For a while it seemed like Bendis was maneuvering young Cyclops and X-23 into a romance, but now young Cyclops is off gallivanting through space, and Angel has emerged as Laura’s budding love interest. It doesn’t have quite as much comedic potential, but it allows for some heartfelt interaction between the pair as they cut loose and Laura is actually allowed to experience some simple, positive human emotions for a change. Issue #30 follows on directly from the previous issue, opening with an insight into Angel and X-23’s night away from the chaos of Cyclops’ secret school. Laura’s conversation with Warren is somewhat awkward, but when they’re moved to action, her physicality is as graceful and confident as you’d expect from the precision-trained soldier that she has been trained to be. This opening shows young love and romance, all while still displaying the ever-present danger of being a mutant — but most importantly, it’s fun, and that is really what helps this book stay light as it crosses the line between teenage angst and world-wide danger.

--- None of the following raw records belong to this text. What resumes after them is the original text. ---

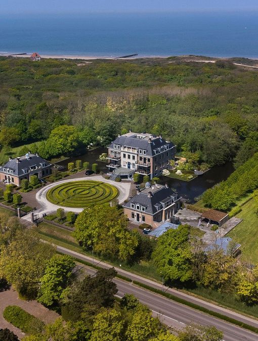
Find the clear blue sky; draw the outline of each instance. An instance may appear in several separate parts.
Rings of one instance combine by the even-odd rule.
[[[257,0],[0,0],[0,13],[258,11]]]

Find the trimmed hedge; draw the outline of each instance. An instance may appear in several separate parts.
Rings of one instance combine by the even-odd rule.
[[[66,207],[84,208],[92,204],[109,203],[118,195],[114,186],[95,180],[77,180],[61,183],[50,189],[47,199]]]
[[[17,306],[8,306],[3,315],[7,321],[26,334],[36,334],[44,329],[42,321]]]

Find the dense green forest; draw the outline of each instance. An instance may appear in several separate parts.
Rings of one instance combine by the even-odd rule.
[[[105,145],[131,129],[162,133],[211,166],[233,158],[239,166],[258,150],[257,84],[256,71],[228,61],[2,57],[0,143],[8,154],[44,141],[36,148],[50,157]],[[56,148],[55,133],[49,141],[62,125],[70,137],[64,149]]]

This issue also puts focus on a young Jean Gray and Emma Frost, as their sordid history is dragged into the present, complete with some perfectly picked flashbacks of iconic moments in their lives. This issue shows how a character’s past can influence their present, whether consciously or subconsciously. It captures the arrogance of youth, contrasting it against the experience of adults, who know that they’re all still struggling to keep it together, too. All of which means they have a lot more in common than they might imagine.

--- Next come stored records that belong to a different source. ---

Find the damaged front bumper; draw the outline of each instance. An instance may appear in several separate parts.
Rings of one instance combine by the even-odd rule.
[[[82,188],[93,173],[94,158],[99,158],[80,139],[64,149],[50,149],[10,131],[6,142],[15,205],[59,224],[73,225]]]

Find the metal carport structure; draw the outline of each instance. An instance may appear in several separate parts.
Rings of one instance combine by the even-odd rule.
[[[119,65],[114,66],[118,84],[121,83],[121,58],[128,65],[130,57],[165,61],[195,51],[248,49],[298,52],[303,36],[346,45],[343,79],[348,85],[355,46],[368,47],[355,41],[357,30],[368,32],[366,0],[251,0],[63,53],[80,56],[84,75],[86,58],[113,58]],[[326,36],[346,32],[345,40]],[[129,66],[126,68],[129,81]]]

Over the past few issues Bendis has been laying the foundations to integrate the two factions of the X-Men who have been kept relatively separate, only getting to interact when the fate of the X-Men hangs in the balance. Given the time-displaced nature of the book’s main characters, this series has a certain fascination with the past, but Bendis does well to pay homage without beating the point over your head and has allowed for a bit of a soft-restart for the X-verse. This level of narrative weaving could have tangled Bendis’ storytelling in knots, but he refers to just the right pieces to remind us of the nature of the X-Men’s past. Pichelli’s artwork switches between understated talking heads and kinetic action panels with ease. Her previous work with Bendis on Ultimate Spider-Man means that she’s no stranger to bringing his teenaged protagonists to life. This is reflected in her beautifully rendered expressions that are often more telling than the words the characters are saying. Gracia’s colouring splits the two scenes with a mix of muted and vibrant tones that really highlight the differences between X-Men.